The Colosseum Kino in Oslo, Norway is the largest cinema in Northern Europe and the largest THX cinema in the world. It is distinguished by its large spherical dome.

==Timeline==
- December 20, 1921: the Kino was established as a public company. The largest stockholder was D. F. Olsen, who also was responsible for the building's construction. With 2100 seats, the Kino was Scandinavia's largest cinema.
- July 1, 1929: The Norwegian government bought the Kino, which posed strong competition to existing government-owned cinemas.
- 1935: Colosseum showed the movie Becker Sharp, the first color film shown in Norway.
- July 1, 1948: the Kino was transferred into the ownership of Oslo Kinematografer.
- 1954: Colosseum is the first Norwegian cinema to install the CinemaScope format. The first movie to be shown in this format is Men jeg så ham dø (The Robe).
- 1958: the three-projector Cinemiracle system was installed. The first movie screened on this system at the Kino was Windjammer.
- 1960: 70mm was installed. The new decade was celebrated with a newly refurbished entrance hall, and the movie South Pacific was screened in 70mm. Until now Colosseum had approximately 1250 seats.
- February 15, 1963: a major fire shut down the Kino temporarily. Restoration work began immediately under the supervision of architect Sverre Fehn. After another minor fire on the roof and a work accident, the theatre reopened.
- September 12, 1964: Colosseum reopens with 1158 seats, premiering the movie Lawrence of Arabia on a 27.5 x 9.5 meter screen. It was viewed as one of Europe's most beautiful cinemas, with its "dome" measuring a diameter just above 40 meter, which is the same size as the dome in the famous St. Peter's Basilica.
- 1980: new chairs were installed in the dome.
- August 5, 1987: the Kino reopens as a "Cinematic Centre", extending the theatre with three new halls (for a total of four).
- 1988: a new copper roof was installed by Kattomestarit Oy from Hämeenlinna, Finland.
- April 15, 1998: Colosseum closed for total interior and exterior refurbishing. The works also included installation of the speakers and systems for the THX Certified sound system, to ensure the best sound for the movie experience.
- December 1998: the Kino was officially THX Certified, making it the largest THX certified Cinema in the world.
- November 2007: the Newman ticketing solution was installed, making the Kino the first Norwegian Cinema to have a browser based cinema ticketing solution.
- December 2009: Colosseum 1 has been upgraded with a new Alcons Audio CinemArray sound system. This system incorporates Line Array and Pro Ribbon HF technology.
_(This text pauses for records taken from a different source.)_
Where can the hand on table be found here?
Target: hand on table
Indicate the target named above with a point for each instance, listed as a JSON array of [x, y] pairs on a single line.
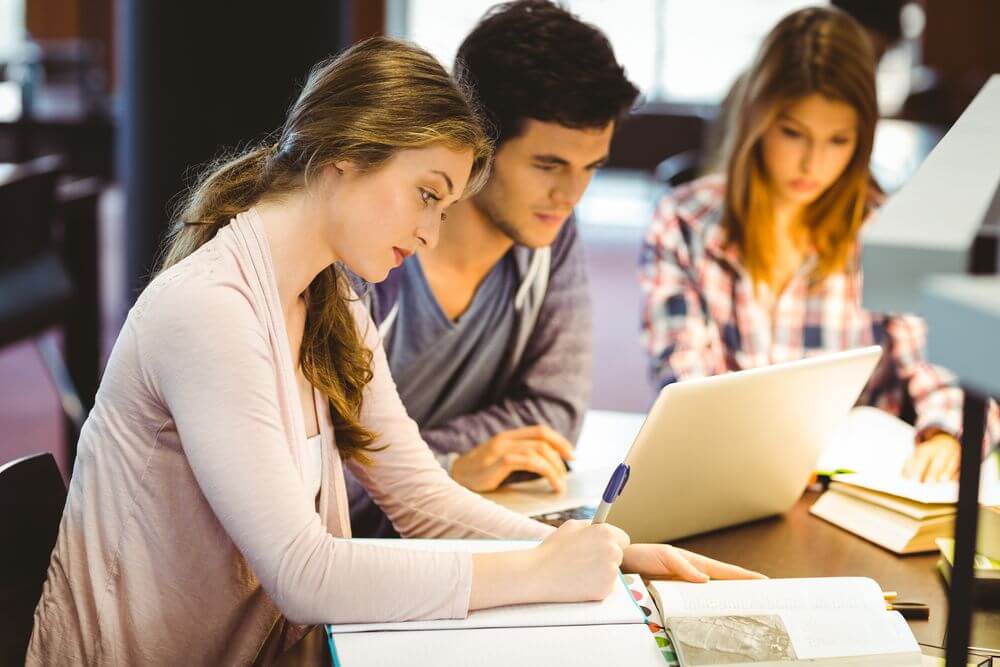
[[934, 460], [662, 561], [537, 449]]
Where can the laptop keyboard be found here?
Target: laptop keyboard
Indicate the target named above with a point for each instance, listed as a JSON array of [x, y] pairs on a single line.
[[559, 518]]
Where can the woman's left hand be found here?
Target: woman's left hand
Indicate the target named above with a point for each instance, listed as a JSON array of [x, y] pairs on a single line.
[[662, 561], [936, 459]]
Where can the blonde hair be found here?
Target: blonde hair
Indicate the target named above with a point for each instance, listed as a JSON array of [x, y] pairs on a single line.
[[814, 50], [375, 99]]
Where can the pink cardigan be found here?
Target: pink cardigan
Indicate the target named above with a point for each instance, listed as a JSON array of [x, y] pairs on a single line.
[[188, 536]]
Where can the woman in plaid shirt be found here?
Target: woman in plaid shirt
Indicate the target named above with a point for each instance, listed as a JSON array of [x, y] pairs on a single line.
[[762, 265]]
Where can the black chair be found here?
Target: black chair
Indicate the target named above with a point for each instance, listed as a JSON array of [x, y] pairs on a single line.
[[32, 497], [36, 292]]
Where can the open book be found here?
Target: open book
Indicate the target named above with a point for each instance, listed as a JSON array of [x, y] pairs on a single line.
[[610, 632], [835, 620]]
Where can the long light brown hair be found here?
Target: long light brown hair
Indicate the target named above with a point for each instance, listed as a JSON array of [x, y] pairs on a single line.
[[377, 98], [814, 50]]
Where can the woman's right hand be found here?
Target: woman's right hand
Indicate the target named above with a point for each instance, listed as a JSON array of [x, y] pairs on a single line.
[[579, 562], [576, 563]]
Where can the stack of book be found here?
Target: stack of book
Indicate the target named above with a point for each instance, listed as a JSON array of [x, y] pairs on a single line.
[[902, 517]]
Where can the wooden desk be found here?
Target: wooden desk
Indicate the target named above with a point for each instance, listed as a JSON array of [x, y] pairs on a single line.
[[796, 544], [801, 545]]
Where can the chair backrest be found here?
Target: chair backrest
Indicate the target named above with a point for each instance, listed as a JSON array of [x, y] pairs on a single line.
[[35, 289], [32, 497], [28, 202]]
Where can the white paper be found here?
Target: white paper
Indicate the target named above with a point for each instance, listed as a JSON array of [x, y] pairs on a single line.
[[869, 440], [619, 607], [765, 596], [875, 445], [592, 646], [836, 634]]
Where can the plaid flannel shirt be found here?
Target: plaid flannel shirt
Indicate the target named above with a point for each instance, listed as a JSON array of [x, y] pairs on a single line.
[[700, 316]]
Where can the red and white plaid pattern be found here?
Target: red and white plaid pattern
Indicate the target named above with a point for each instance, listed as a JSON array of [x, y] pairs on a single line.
[[700, 315]]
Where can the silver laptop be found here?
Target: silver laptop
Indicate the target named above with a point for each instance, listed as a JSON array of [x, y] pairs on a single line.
[[723, 450]]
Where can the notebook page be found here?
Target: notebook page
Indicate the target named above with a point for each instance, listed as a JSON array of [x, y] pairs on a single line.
[[677, 598], [869, 440], [929, 493], [833, 634], [617, 608], [598, 645], [792, 636]]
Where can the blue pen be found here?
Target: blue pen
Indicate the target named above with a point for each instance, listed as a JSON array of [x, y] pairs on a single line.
[[614, 489]]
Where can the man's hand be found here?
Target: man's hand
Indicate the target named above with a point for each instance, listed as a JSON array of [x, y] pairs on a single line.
[[662, 561], [935, 459], [537, 449]]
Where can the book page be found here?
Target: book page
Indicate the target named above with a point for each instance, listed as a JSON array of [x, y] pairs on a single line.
[[617, 608], [765, 596], [605, 645], [834, 634], [790, 636], [869, 440]]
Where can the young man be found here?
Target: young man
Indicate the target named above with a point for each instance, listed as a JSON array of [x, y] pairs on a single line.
[[488, 335]]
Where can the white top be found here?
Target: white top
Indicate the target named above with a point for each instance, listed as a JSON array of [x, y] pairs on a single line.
[[313, 465]]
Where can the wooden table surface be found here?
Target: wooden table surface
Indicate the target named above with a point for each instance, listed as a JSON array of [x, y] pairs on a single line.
[[801, 545]]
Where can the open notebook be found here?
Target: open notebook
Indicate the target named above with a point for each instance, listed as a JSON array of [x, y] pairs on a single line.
[[835, 620], [609, 632]]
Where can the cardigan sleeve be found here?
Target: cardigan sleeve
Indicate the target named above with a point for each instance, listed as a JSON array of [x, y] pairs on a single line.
[[676, 330], [208, 357]]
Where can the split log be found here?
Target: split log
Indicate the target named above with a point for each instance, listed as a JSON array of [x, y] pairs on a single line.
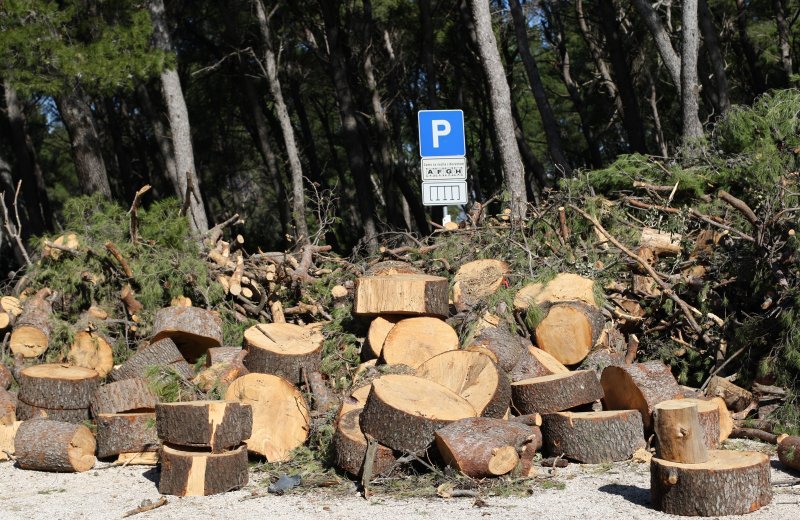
[[409, 294], [215, 425], [162, 353], [92, 350], [403, 412], [272, 397], [730, 483], [378, 330], [60, 387], [350, 447], [283, 349], [54, 446], [473, 376], [194, 330], [556, 392], [476, 280], [482, 447], [31, 333], [569, 331], [415, 340], [593, 437], [639, 386], [677, 428], [564, 287], [193, 473], [126, 432], [126, 396]]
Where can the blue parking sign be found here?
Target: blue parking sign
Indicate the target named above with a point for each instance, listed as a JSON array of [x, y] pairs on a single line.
[[441, 133]]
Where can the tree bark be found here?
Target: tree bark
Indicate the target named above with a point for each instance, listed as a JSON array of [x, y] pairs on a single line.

Colosseum has hosted several premiere parties and long-running movies, notably My Fair Lady and The Sound of Music. In the 1966-1967 period, more than a half-million people (more than the total population of Oslo at that time) saw The Sound of Music in the Colosseum.

== Notes and references ==
- Filmweb.no "Colosseum historikk" (Norwegian), Filmweb.no / Oslokino.no. Accessed May 25, 2007.
- Filmweb.no "Verdens største THX-kino" (Norwegian), Filmweb.no / Oslokino.no. Accessed May 25, 2007.
- Dagbladet.no "Dette gigantanlegget skal lage ny godlyd i Colosseum kino" (Norwegian) Dagbladet.no Accessed Jan 5, 2010.